This blog post has the possibility of pissing off some women. Oh well. If it does, I am forever saying something that pisses someone off. It's like I always tell my wife when she gives me a hard time over something I say: If it is not true you wouldn't give me a hard time. Same theory here, if what I am about to say makes you angry, perhaps you should look at yourself. Before I go any further I want to say that this does not apply to all mothers. I actually hope it applies to very few mothers. But one thing I know for sure is although I do not know how many women do what I am going to talk about, I know that some do. I also know it should never happen.
I am a woman, of course. Maybe that is how I know how vindictive some woman can be.
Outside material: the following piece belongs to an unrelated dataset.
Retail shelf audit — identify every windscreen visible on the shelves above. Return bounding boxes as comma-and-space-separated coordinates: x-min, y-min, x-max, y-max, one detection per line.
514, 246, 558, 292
Maybe it is because I have had my share of vindictive moments. Not something I'm proud of, but I have said things that should have never come out of my mouth, just because I wanted to get even with someone who had hurt me. That isn't even a woman thing, it is a human thing. A human response to being hurt. What this blog post talks about goes beyond using words to get even. Something that unfortunately hurts innocent bystanders: making one parent pay for something they did to the other parent by using their children.
Children are always innocent bystanders in the break-up of a relationship. Children simply want to maintain a relationship with both parents. Some parents would do anything to get even with the other parent for something they did wrong. Usually cheating and/or leaving the other parent for another person. Sometimes simply for ending the relationship, with no other person involved. They simply do not want to be in the relationship any longer. So they use the child/children as a pawn.
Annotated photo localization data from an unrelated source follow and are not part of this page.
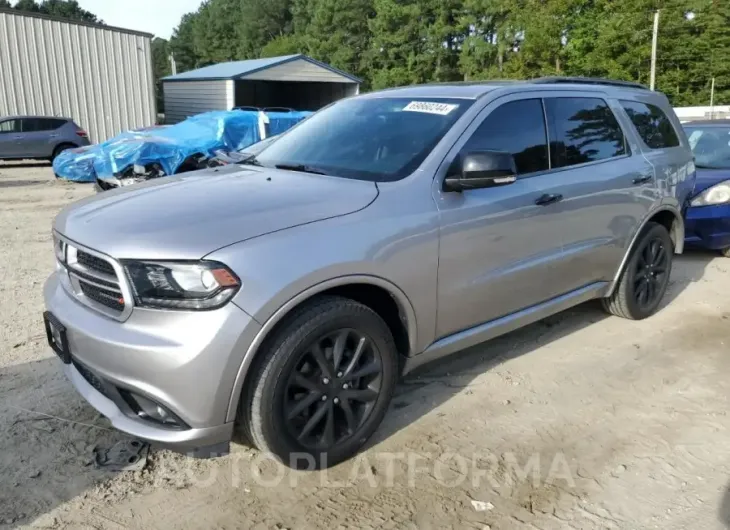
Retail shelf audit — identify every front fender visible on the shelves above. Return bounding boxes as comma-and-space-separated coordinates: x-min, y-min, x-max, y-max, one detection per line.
205, 203, 441, 422
222, 274, 418, 423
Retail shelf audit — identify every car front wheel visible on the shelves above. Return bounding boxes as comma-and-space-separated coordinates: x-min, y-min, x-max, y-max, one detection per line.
240, 296, 398, 469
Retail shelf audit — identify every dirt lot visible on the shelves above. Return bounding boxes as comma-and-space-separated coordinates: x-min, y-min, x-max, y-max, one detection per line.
1, 162, 730, 530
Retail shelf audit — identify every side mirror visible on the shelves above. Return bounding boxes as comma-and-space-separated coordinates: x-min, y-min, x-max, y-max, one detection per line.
443, 150, 518, 192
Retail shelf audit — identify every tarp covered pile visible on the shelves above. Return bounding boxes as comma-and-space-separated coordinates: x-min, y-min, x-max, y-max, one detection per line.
53, 109, 311, 183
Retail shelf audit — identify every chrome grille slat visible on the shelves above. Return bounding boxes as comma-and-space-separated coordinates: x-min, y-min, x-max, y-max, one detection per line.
79, 281, 125, 312
55, 235, 132, 319
70, 271, 122, 292
77, 250, 116, 276
69, 262, 118, 284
You left me, so you will see the children only when I am there. You cheated on me, so you will never see your children. Oftentimes the only thing that "offending" parent did was leave the relationship or cheat. Or in some other way hurt the parent making the decisions. Deciding that it is within their rights to say if and when the other parent sees their children. The parent making these decisions is often the mother. Not always, but generally.
Some mother's seem to think they have that right, simply because they are the child's mother. The problem with that thinking is a woman has no extra right to a child because she is the mother. Father's have the same rights as a mother. They have the same rights as the mother to see the child and to have custody of the child. I'm not sure if it is the fact that historically the courts in this country have given custody to mother's that causes this thinking or if it is something else. But whatever causes this thinking, mother's simply do not have greater right to children than father's do. Luckily courts do realize this now, and a father receiving custody of a child is not a rare occurrence. In my opinion, if both parent's are good parent's and both want custody, they should have shared custody.
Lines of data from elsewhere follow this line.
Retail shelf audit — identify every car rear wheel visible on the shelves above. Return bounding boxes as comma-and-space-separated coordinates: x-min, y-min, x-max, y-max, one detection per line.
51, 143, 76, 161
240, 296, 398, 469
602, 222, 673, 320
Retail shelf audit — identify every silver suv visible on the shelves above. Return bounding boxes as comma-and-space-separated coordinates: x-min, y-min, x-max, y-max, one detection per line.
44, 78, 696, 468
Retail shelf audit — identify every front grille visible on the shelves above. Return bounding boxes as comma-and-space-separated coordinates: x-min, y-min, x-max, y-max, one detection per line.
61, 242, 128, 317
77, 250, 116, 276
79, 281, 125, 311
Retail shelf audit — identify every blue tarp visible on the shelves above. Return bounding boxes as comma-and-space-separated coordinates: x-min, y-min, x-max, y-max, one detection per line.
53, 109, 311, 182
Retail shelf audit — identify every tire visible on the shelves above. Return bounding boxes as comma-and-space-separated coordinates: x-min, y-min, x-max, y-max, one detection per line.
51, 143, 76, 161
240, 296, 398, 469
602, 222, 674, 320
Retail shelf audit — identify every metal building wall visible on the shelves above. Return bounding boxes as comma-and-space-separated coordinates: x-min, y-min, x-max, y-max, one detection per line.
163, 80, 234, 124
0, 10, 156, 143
Don't get me wrong, there are men who do not deserve custody and there are men who should have no more than supervised visits. There are also women who these situations apply to. A persons gender alone does not make them suitable parents. One thing I am sure of is that no child should be used as a pawn for either parent to get even for injustices against them, real or imagined. A parents main concern should be their child's welfare, not getting even with another person. If a person puts their own needs in front of the needs of their children, it makes me wonder how competent they are to ever put their child's needs above their own.
Of course the parent can take it to court and fight for visitation, joint custody or sole custody. The problem is that courts are backlogged and it takes time to get a court date. A child should not have to wait for a court date to be able to spend time with both their parent's. Two people who were once in love should be able to set up arrangements for them both to spend time with their children. It is not only the adult thing to do, it is the right thing to do for the child/children. After all, the well being of the child should be what is of utmost importance to any parent's ending a relationship. This is never easy on a child, and parents should want to make it as easy as possible.
I know it is hard when someone cheats on you or when someone unexpectedly ends a relationship. Sometimes it is devastating. But a persons response should never be to use another human being, especially their child, to get even. Especially a child. When a child is not allowed to see one of their parent's, they are the one being hurt. Yes, it may hurt the other parent, but the person hurt the most is the person who both parent's should be doing everything to protect and take care of. Keeping a child away from their other parent, unless that parent is a danger to the child, is not taking good care of that child. It is emotionally and mentally hurting that child. And in the long run it may hurt you, because at some point that child is going to be old enough to understand what you did. When they do, it may be you who loses your relationship with your child.
As always, these are my opinions. But the fact that actions like I have discussed here can emotionally or mentally damage a child is not only my opinion, it is a psychological fact.